February 21, 2009, 16:30
If I'm reading he numbers correctly, according to the calculator at
http://www.eskimo.com/~jbm/calculations/traj/traj.html the "value" of a quarter-inch sight offset (sight height guesstimated at 1.5") on a .22 rimfire rifle zeroed for 50 yards is a mere half-minute of angle.

So, in the present instance, you have to crank an extra half-minute onto your scope, over and above what might otherwise be required to establish a 50-yard zero.

Aint hardly nuthin'.

http://i227.photobucket.com/albums/dd7/rkba2da/chart.jpg

W.E.G.
February 21, 2009, 16:39
As you can see from the chart above, sight-offset is less-and-less of an issue as the target becomes more distant.

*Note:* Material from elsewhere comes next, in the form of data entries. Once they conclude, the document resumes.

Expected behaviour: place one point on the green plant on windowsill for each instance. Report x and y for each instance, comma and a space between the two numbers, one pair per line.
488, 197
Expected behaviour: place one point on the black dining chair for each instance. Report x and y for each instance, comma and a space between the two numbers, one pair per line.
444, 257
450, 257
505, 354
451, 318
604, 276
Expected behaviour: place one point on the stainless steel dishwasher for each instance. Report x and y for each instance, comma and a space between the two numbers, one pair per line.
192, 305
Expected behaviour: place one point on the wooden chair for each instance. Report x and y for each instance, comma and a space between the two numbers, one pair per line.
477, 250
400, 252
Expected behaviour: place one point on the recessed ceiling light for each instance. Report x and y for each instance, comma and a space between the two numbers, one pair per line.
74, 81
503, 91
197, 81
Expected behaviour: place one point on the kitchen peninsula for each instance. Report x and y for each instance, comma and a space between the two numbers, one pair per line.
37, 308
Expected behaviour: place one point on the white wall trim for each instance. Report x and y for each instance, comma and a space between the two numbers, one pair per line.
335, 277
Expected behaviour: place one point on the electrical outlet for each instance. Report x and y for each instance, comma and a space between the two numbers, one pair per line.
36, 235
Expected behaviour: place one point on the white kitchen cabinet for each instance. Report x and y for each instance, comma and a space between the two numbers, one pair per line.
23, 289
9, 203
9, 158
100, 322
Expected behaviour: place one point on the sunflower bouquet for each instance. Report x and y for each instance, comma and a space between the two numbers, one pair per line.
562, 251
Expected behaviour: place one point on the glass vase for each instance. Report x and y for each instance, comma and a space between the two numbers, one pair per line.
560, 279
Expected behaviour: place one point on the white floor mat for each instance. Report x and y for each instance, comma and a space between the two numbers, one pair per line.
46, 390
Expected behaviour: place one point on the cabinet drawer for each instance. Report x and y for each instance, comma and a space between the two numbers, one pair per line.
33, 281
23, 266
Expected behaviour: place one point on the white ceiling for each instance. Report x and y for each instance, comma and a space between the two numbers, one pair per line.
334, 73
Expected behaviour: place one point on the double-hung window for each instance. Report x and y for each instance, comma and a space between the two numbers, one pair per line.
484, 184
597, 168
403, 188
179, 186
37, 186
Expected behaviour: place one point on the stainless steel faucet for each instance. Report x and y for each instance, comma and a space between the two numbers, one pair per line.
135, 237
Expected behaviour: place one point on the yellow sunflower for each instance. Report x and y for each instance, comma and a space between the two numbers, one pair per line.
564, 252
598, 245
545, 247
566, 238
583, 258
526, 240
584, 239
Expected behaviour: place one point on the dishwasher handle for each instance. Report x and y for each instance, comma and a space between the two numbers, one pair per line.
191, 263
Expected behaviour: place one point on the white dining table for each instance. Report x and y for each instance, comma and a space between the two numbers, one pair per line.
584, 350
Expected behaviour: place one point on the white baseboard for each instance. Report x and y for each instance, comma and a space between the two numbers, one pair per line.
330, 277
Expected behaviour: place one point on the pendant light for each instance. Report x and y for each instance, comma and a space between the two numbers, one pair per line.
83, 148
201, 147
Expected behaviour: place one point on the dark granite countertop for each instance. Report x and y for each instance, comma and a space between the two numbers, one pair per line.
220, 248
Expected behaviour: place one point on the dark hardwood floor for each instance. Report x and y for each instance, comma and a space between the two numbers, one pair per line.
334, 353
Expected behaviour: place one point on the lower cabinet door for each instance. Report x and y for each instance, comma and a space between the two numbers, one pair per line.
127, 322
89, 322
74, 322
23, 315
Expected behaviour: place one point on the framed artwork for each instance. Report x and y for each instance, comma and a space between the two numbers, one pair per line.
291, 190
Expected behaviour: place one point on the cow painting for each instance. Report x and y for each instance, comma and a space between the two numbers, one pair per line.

When I first started looking at your question, I tried to think of it as an issue of rifle-cant. However, that would be the incorrect way to analyze this question, as we discover that the downrange effect of RIFLE-CANT becomes greater as the target becomes more distant.

This seems to be borne-out by plugging-in essentially the same numbers as used for the above chart, but instead using a five-degree cant, instead of the quarter-inch sight-offset.

See how the downrange effect (measured in MOA) becomes greater as the distance increases.

http://i227.photobucket.com/albums/dd7/rkba2da/cant.jpg

erhauser
February 21, 2009, 17:13
If I remember correctly the instructions for zeroing a SUIT with is offset from the bore, said that you should carefully site so your group was exactly the offest the otherway from the point of aim.

The reason given, was that in that case the point of impact would be exactly the same distance from the point of aim no matter what the range.

If, for example, you adjusted so that there was no offset at 100 yds., the error would be equal to the offset at 200 yds, and 2x the offset at 800 yds etc.

This all assumes that you will be shooting at widely varing ranges. If you intend to shoot the 22 at things from between 50 and 100 yds, set the windage offset to zero at 75 yds, and don't worry about the 0.833" error at 100 yds and 50 yds. (assuming I have done the similar triangle proportion right)

erhauser
February 21, 2009, 17:15
Somehow I left out a zero. In the example the error should have been 0.833" (1/12 ")

erhauser
February 21, 2009, 17:19
:mad: Third time is the charm:

0.0833":tongue:

DeanD
February 21, 2009, 22:45
Thanks guys.

I never really thought about just zeroing it in to shoot to the left by the amount the scope is to the right. That would make the bullet trajectory parallel to the line of sight and in theory I don't think the range wouldn't matter.

If I get good enought to shoot within a quarter inch at 100 yards I will be sure and let everybody know. :) Actually the thing is in really good shape and I was getting some unbelievably tight groups with some of that Wolf Match that is made in Germany.